Panthéon : le temps du léopard par Ahmed Halfaoui
4 décembre 2011
Panthéon : le temps du léopard
Deux Français, Raphaëlle Branche, historienne de la guerre d’Algérie, et Bruno Cabanes, historien de la Première Guerre mondiale, s’offusquent de ce que la France officielle honore le général Bigeard.
Ils en sont même pathétiques, quand ils établissent un lien avec le présent de l’armée française, en vue d’appuyer leur opposition à la chose. Voici leur cri du cœur : «En honorant Marcel Bigeard, combattant de la France libre, de l’Indochine et de l’Algérie, en l’associant aux gloires militaires de la France, le gouvernement prend le risque de dénaturer profondément la réalité historique et d’adresser aux pays d’Afrique du Nord, quelques mois après le «printemps arabe», un message brouillé et provocateur».
Quand on sait le genre de «printemps» qu’a connu la Libye, on se met à se demander en quoi Bigeard détonnerait dans le décor. Eux, ils ont l’opinion que si.
Cela peut s’expliquer, si l’on considère que les bombardiers sanguinaires ont gardé l’anonymat de leurs pilotes et si nos deux historiens n’étaient pas d’accord avec l’opération. Mais, ce n’est pas le cas.
Ils semblent faire une différence entre la répression d’une résistance et la répression d’une résistance.
Ici, elle est reconnue comme ayant été d’une particulière barbarie, en Libye elle est admise comme ayant «démocratisé» le pays, fusse au prix du massacre de dizaines de milliers de résistants, d’enfants, de femmes et de vieillards, en tant que victimes «collatérales», non reconnues du reste par l’OTAN.
On peut mettre ce type de pensée contradictoire sur le compte de l’intoxication médiatique. Auquel cas cela devrait être le début d’une série de questionnements sur le paradoxe de l’attitude des autorités qui, à la fois, plantent le «printemps» et encensent les tortionnaires.

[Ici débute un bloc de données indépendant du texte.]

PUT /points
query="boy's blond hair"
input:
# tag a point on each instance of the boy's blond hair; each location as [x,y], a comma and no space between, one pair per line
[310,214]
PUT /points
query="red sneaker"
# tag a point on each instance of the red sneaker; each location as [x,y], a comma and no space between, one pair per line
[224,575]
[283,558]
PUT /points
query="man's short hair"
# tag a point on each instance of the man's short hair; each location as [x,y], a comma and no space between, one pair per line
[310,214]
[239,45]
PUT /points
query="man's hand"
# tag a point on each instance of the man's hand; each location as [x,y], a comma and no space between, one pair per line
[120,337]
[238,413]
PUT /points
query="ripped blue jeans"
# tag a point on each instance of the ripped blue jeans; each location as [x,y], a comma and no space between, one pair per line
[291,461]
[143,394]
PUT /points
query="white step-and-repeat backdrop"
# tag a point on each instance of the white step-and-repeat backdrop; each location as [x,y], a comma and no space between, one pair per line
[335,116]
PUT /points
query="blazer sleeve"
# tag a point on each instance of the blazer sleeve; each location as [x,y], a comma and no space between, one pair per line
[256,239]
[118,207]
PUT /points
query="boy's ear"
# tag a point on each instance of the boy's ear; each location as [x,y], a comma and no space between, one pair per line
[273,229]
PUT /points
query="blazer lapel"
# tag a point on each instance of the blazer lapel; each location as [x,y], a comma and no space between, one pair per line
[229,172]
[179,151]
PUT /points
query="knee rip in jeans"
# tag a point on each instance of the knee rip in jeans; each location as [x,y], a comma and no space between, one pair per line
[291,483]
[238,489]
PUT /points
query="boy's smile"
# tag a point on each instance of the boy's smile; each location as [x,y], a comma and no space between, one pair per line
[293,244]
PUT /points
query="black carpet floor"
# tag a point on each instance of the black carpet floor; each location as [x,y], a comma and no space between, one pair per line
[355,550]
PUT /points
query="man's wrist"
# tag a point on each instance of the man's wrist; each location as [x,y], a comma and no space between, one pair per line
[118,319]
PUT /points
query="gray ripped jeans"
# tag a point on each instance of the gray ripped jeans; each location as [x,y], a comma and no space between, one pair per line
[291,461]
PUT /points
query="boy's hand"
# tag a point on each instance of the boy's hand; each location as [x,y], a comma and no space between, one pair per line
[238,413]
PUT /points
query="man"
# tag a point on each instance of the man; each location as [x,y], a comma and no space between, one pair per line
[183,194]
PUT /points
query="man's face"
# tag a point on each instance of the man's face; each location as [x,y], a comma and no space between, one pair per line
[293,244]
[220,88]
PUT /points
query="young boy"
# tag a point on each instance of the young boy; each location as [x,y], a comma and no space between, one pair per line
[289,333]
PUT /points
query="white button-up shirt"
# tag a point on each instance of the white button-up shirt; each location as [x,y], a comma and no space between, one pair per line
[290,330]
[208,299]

Le postulat serait que les autorités ne font jamais dans la contradiction, elles qui construisent les stratégies, gouvernent et n’ont pas le droit à l’erreur. La procédure est de trouver le lien entre les deux faits.
Une petite digression en dehors du confort que procure la paresse intellectuelle, qui fait des ravages de nos jours, suffirait à illuminer compréhension de la «panthéonisation» de Bigeard. Elle est, d’abord, la réponse symbolique au symbolique cinquantième anniversaire de la défaite de l’ignominie coloniale. Partir de là permet de comprendre, ensuite, qu’il s’agit de réhabiliter la mission «civilisatrice» d’hier, revêtue, aujourd’hui, des oripeaux du «soutien à la démocratisation». Cela coulait de source depuis pas mal de mois.
Depuis que la colonisation s’est vue reconnaître des bienfaits. Soit un autre indice qui peut aider Raphaëlle Branche et Bruno Cabanes, confondus devant l’énigme qui taraudent leurs méninges, à se trouver des réponses. Ceci dit, il est bien que des gens réagissent encore, même dans la confusion des genres.
Cela prouve qu’il reste quelque chose de cette indignation dans une Humanité en mal de se retrouver une morale, confrontée à l’émergence d’une barbarie qui tend à la réduire et en butte à l’une des pires régressions de son Histoire.